ところが、2024年の小中高生の自殺者数は529人となり、過去最多を更新して極めて深刻な事態です。また、現行指針による調査についての遺族への説明が不十分で、調査が長期化してしまっていること、調査における共通様式が定まっていないために調査内容にばらつきが生じていること、詳細調査についての制度説明の実施状況及び詳細調査に移行していない理由について学校が遺族に説明した件数が全体の約6割に留まっていること(2023年度。

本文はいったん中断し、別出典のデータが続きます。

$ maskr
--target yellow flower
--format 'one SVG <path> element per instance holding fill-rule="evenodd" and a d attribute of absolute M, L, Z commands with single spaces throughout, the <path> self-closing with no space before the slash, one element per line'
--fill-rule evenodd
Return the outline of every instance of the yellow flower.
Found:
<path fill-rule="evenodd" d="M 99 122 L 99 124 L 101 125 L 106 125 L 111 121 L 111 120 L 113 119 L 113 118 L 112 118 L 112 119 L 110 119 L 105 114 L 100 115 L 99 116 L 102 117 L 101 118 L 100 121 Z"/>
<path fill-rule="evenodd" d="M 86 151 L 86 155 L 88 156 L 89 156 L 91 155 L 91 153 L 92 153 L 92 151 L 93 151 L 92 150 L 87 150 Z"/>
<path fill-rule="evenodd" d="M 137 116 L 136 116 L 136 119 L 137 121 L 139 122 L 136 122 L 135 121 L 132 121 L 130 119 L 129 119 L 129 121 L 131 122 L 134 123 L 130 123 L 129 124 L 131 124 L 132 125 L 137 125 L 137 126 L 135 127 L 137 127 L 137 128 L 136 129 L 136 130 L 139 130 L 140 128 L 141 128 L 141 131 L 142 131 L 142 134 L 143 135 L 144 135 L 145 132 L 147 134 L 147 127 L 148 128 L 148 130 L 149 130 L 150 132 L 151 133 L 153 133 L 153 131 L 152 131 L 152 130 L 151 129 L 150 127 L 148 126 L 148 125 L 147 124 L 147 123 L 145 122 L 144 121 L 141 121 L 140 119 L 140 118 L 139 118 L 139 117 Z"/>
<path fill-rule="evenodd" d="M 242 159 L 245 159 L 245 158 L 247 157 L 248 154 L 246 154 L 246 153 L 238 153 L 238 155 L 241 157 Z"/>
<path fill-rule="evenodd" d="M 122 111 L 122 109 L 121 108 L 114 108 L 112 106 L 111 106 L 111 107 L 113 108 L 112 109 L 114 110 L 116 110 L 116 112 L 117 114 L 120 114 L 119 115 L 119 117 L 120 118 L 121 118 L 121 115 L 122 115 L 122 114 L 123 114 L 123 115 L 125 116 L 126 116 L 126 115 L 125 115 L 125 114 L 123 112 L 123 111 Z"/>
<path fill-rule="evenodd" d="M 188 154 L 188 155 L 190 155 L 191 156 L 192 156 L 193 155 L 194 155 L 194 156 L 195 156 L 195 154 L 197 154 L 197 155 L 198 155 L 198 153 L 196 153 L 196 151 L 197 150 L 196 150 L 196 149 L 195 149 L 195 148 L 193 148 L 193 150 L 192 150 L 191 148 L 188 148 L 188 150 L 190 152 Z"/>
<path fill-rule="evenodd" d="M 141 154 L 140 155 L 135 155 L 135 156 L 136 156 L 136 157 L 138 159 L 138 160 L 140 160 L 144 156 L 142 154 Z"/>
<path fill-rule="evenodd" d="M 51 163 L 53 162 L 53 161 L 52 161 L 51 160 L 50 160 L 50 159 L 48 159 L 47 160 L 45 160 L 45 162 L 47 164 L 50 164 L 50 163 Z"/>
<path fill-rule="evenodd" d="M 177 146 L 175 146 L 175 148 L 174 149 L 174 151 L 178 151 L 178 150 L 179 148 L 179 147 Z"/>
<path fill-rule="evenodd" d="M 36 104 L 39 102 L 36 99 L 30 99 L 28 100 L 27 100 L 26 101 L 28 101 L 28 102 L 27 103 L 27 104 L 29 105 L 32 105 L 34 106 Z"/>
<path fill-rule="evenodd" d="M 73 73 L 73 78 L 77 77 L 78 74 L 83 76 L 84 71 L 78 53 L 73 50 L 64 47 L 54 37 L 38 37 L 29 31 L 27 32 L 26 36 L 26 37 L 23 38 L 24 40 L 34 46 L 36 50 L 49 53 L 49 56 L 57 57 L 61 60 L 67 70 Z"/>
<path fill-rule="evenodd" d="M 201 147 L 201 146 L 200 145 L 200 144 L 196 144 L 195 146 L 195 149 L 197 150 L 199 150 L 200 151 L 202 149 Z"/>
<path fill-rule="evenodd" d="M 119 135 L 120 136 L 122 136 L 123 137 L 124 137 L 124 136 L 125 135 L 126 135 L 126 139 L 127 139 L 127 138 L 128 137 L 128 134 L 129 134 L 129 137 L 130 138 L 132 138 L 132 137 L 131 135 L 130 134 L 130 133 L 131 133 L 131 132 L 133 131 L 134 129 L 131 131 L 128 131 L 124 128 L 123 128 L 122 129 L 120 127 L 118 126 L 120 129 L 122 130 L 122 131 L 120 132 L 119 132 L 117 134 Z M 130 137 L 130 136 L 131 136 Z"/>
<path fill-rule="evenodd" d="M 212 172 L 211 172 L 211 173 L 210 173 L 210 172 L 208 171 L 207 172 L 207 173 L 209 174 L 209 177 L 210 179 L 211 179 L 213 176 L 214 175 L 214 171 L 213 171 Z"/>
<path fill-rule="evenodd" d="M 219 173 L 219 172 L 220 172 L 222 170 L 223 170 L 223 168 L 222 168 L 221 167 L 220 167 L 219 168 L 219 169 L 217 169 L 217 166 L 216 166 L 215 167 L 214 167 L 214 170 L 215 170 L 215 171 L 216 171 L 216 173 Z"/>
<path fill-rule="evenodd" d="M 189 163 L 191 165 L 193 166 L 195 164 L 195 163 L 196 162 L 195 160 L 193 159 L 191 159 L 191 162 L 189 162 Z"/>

397件中、説明を行ったのは238件=59.9%)、詳細調査に移行した件数が全体の約1割にとどまっていること(2023年度。397件中、詳細調査を実施したのは32件=8.1%)などの課題が指摘されていました。さらに、2014年の現行指針から10年以上が経過しました。文科省は、これらの事情を踏まえて現行指針を見直すことにし、2025年10月15日に開催された有識者会議(児童生徒の自殺予防に関する調査研究協力者会議)に、子どもの自殺に関する背景調査についての指針の改訂案を示しました(改定案の概要は≪コチラ≫、成案は≪コチラ≫です。)。

改訂案では、背景調査を円滑に進めるための学校の基本的姿勢や平常時からの備えを明示した外、基本調査・詳細調査における調査事項を整理し、基本調査の様式を作成しました。また、遺族への説明の確実な実施を学校に求め、背景調査の内容などを記載した遺族への説明書の様式も作成しました。遺族の希望がある場合に確実に詳細調査を実施するため、詳細調査の意向確認を行うための意向確認書の様式も作成しました。体罰・不適切な指導が背景に疑われる自殺事案の調査組織の中立性・公平性を確保する必要性が高い場合は、弁護士や精神科医、学識経験者らによる第三者委員会方式での実施を検討する必要があり、職能団体や大学、学会に利害関係のない公平・中立の専門家の推薦を依頼することを提案しています。文科省は、近日中にパブリックコメントを実施したうえで年内にも現行指針を改訂する予定です。